Non-linear wave equations

The Van der Pol equation is given by:

$$\frac{d^2x}{dt^2}-\varepsilon\omega_0(1-\beta x^2)\frac{dx}{dt}+\omega_0^2x=0$$

$\beta x^2$ can be ignored for very small values of the amplitude. Substitution of $x\sim{\rm e}^{i\omega t}$ gives: $\omega= \frac{1}{2} \omega_0(i\varepsilon\pm2\sqrt{1-\frac{1}{2}\varepsilon^2})$. The lowest-order instabilities grow as $\frac{1}{2} \varepsilon\omega_0$. While $x$ is growing, the 2nd term becomes larger and which limits the growth. Oscillations on a time scale $\sim\omega_0^{-1}$ can exist. If $x$ is expanded as $x=x^{(0)}+\varepsilon x^{(1)}+\varepsilon^2x^{(2)}+\cdots$ and this is substituted one obtains, additional periodic, secular terms $\sim\varepsilon t$. If it is assumed that there exist timescales $\tau_n$, $0\leq\tau\leq N$ with $\partial\tau_n/\partial t=\varepsilon^n$ and if the secular terms are put to 0 one obtains:

$$\frac{d}{dt}\left\{\frac{1}{2}\left(\frac{dx}{dt}\right)^2+\frac{1}{2} \omega_0^2x^2\right\}= \varepsilon\omega_0(1-\beta x^2)\left(\frac{dx}{dt}\right)^2$$

This is an energy equation. Energy is conserved if the left-hand side is 0. If $x^2>1/\beta$, the right-hand side changes sign and an increase in energy changes into a decrease of energy. This mechanism limits the growth of oscillations.
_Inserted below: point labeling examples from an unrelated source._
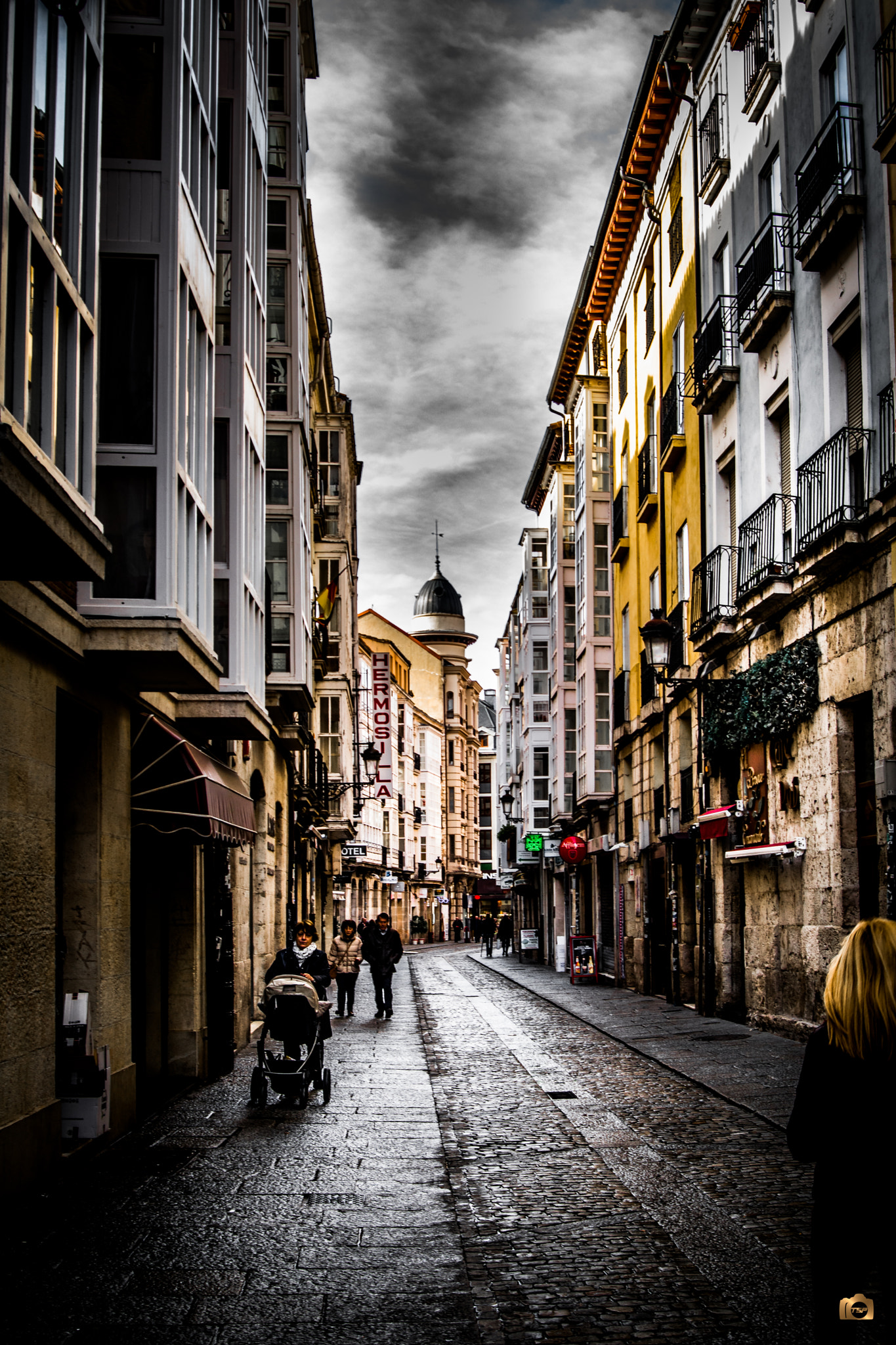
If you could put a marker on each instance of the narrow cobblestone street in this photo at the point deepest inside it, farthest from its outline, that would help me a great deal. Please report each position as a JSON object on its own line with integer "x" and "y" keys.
{"x": 485, "y": 1158}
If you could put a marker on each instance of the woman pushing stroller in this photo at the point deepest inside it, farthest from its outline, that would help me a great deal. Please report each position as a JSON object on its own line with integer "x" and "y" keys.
{"x": 304, "y": 959}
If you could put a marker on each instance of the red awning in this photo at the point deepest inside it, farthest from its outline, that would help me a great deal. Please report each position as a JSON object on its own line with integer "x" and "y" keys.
{"x": 178, "y": 787}
{"x": 714, "y": 824}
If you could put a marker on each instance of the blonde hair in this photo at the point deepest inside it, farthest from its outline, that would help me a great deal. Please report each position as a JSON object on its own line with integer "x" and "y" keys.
{"x": 860, "y": 992}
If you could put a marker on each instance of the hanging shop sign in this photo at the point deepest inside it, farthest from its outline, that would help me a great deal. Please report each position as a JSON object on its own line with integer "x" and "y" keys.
{"x": 383, "y": 724}
{"x": 784, "y": 850}
{"x": 756, "y": 794}
{"x": 574, "y": 850}
{"x": 714, "y": 824}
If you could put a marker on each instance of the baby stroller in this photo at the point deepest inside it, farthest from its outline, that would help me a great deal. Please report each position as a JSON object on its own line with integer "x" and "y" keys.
{"x": 293, "y": 1016}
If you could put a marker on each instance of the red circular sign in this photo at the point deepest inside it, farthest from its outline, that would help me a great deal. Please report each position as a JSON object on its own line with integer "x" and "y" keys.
{"x": 572, "y": 850}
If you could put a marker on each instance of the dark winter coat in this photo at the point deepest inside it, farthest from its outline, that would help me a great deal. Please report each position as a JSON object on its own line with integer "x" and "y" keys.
{"x": 382, "y": 951}
{"x": 842, "y": 1109}
{"x": 316, "y": 966}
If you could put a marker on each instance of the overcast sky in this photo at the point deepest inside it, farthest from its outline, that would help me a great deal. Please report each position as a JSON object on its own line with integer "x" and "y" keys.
{"x": 459, "y": 158}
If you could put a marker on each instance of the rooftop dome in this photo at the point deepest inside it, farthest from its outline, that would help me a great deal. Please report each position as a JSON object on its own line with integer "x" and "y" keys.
{"x": 438, "y": 596}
The Korteweg-De Vries equation is given by:

$$\frac{\partial u}{\partial t}+\frac{\partial u}{\partial x}-\underbrace{au\frac{\partial u}{\partial x}}_{\rm non-lin}+ \underbrace{b^2\frac{\partial ^3u}{\partial x^3}}_{\rm dispersive}=0$$

This equation is for example a model for ion-acoustic waves in a plasma. For this equation, soliton solutions of the following form exist:

$$u(x-ct)=\frac{-d}{\cosh^2(e(x-ct))}$$ with $c=1+\frac{1}{3}ad$ and $e^2=ad/(12b^2)$.